Latest update March 21st, 2025 5:42 AM
Sep 02, 2008 Editorial
The unquestioned material accomplishments of China over the last thirty years were highlighted during the recent Olympics, but what changes have been wrought in the thinking of their new elites?
This question was recently examined by the writer Mark Leonard in his book, “What does China Think?” He identifies three spheres of active debate amongst Chinese intellectuals – economic development, political development and the question of China’s national power and its role in global politics. All three dimensions, he concludes are leading to the emergence of an exclusive and novel world centred on China, which the author defines as China’s ‘walled world’.
On the economic realm, there is intense questioning of the uncritical stance of the “open door” policy, implemented by Deng Xiaoping, and countered by proposals of an alternative modernity, dominated by Chinese features. It is acknowledged that widespread inequality and environmental damage have been created following the embrace of free-market economic policies.
Additionally, the uncritical acceptance and imitation of the western model has done much damage to the social fabric of Chinese society. The development gap between mainland and coastal China is one conspicuous example.
China, the consensus suggests, needs to (re)evaluate the principles of free market economics and refine them to provide social welfare, health and education with effective government intervention.
In the political realm, experiments in democracy and democratic governance are on the rise in China. The Chinese intellectual, Yu Keping, an informal adviser to President Hu Jintao, has suggested the notion of ‘incremental democracy’, which ‘rejects a big bang of political reform in favour of gradualist change from the bottom up’.
It entails that village committees and local party cadres are elected rather than selected and that the people have a greater voice in the management of the socio-political system. A Chinese academic, to explain the difference between the Western model of democracy and democracy of the Chinese variety, has put a culinary analogy forth.
He ‘compared democracy in the West to a fixed-menu restaurant where customers can select the identity of their chef, but have no say in what dishes he chooses to cook for them. Chinese democracy, on the other hand, always involves the same chef — the Communist Party — but the policy dishes which are served up can be chose a la carte’.
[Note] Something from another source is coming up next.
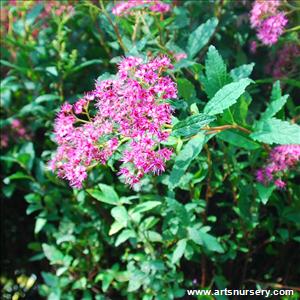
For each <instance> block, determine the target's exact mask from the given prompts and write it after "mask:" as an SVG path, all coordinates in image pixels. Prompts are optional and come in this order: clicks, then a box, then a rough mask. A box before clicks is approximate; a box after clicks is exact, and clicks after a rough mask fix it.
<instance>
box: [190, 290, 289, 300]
mask: <svg viewBox="0 0 300 300" xmlns="http://www.w3.org/2000/svg"><path fill="white" fill-rule="evenodd" d="M186 292H187V294H188V295H189V296H263V297H265V298H269V297H271V296H292V295H294V291H293V290H283V289H282V290H230V289H227V288H226V289H222V290H187V291H186Z"/></svg>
In terms of national power, the Chinese appear determined to transcend Deng Xiaoping’s dictum ‘bide our time and build our capabilities’, which proposed that China’s weak domestic standing had to be turned on its head by embarking on a policy of economic development.
The economic miracle achieved, the Chinese have now turned on the question of national power. Unlike the hegemonic premise that undergirded the national power of the United States and the former Soviet Union with their respective military alliances, however, China’s is not to be based on domination. Rather, according to one Chinese academic, it will be based on building bridges of cooperation and peace rather than division and conflict.
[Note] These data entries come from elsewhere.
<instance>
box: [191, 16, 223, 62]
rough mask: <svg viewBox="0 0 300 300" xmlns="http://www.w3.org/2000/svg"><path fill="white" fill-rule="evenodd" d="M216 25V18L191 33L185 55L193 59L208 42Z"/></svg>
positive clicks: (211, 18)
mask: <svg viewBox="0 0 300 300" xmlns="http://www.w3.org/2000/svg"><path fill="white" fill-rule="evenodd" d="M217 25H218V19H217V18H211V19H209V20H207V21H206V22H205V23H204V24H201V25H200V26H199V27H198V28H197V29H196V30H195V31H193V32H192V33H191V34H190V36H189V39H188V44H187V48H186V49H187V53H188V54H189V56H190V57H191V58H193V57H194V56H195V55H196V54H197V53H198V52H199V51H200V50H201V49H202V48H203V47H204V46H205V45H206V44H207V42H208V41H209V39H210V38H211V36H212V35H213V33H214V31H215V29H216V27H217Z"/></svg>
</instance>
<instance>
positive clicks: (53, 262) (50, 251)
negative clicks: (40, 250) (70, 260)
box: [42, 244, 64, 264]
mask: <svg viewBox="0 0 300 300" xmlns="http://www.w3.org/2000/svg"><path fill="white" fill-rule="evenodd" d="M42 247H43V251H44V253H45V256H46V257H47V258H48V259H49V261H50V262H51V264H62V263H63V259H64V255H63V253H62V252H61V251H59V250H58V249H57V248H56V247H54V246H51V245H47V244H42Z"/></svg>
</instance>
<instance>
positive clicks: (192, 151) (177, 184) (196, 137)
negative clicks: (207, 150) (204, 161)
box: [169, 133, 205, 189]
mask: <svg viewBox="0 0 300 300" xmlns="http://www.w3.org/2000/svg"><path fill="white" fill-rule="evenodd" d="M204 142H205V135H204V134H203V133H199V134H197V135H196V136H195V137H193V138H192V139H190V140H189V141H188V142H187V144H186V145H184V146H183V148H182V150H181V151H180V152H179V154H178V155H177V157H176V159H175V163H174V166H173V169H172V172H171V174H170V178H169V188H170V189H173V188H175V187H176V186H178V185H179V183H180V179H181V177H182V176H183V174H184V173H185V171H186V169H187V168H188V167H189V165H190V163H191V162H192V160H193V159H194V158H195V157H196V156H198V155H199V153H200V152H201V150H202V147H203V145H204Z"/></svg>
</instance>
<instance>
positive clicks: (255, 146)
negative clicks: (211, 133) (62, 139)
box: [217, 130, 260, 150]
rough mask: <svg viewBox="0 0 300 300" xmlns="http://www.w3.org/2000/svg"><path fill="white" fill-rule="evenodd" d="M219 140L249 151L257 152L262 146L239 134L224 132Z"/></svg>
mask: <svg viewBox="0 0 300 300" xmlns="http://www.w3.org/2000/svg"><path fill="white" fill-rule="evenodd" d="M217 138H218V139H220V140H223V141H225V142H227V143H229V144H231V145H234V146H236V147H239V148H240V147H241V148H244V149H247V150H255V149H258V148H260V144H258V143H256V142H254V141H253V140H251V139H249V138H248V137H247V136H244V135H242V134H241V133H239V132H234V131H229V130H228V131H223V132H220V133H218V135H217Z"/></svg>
One line of Chinese academics repeatedly emphasise “soft power” as opposed to “hard power”: the ability to influence others in ways so they desire what the Chinese desire rather than through compulsion. This thinking has found favour with the power elite as evidenced by the plans of the Chinese Ministry of Education to establish one hundred ‘Confucius Institutes’ on the lines of the Goethe Institute and British Council, to teach Chinese as well as promote Chinese culture.
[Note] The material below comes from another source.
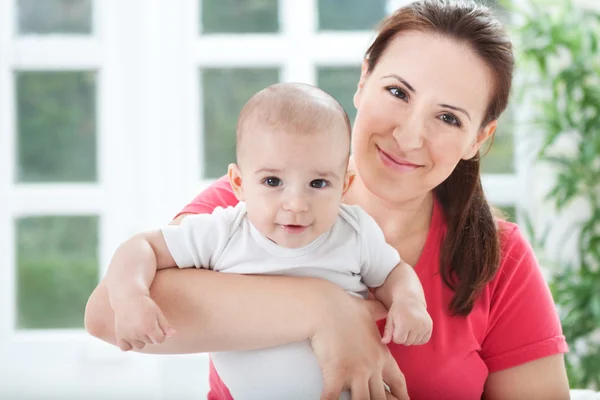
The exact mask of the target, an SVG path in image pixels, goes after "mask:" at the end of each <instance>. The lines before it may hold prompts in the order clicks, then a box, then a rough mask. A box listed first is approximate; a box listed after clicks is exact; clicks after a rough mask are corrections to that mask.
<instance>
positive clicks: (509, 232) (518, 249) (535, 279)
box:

The economic and political internal logic and the concept of national power cogitated on very vigorously within the intellectual class of China is producing what the author terms “China’s walled world”. This “walled world” is contrasted to the ‘flat world’ of American globalisation and hegemony.
The implications of the ‘walled world’, marking China’s overall progress to become a superpower inevitably demand that ‘western policy-makers will need to adapt their own ideas if they want to promote and protect their liberal values’.
Leonord concludes, in this Huntingtonian formulation, that the relationship between the western liberal world versus China’s walled world will be a major feature of global politics in the future. Will the rest of the world, including Guyana, be forced to choose sides?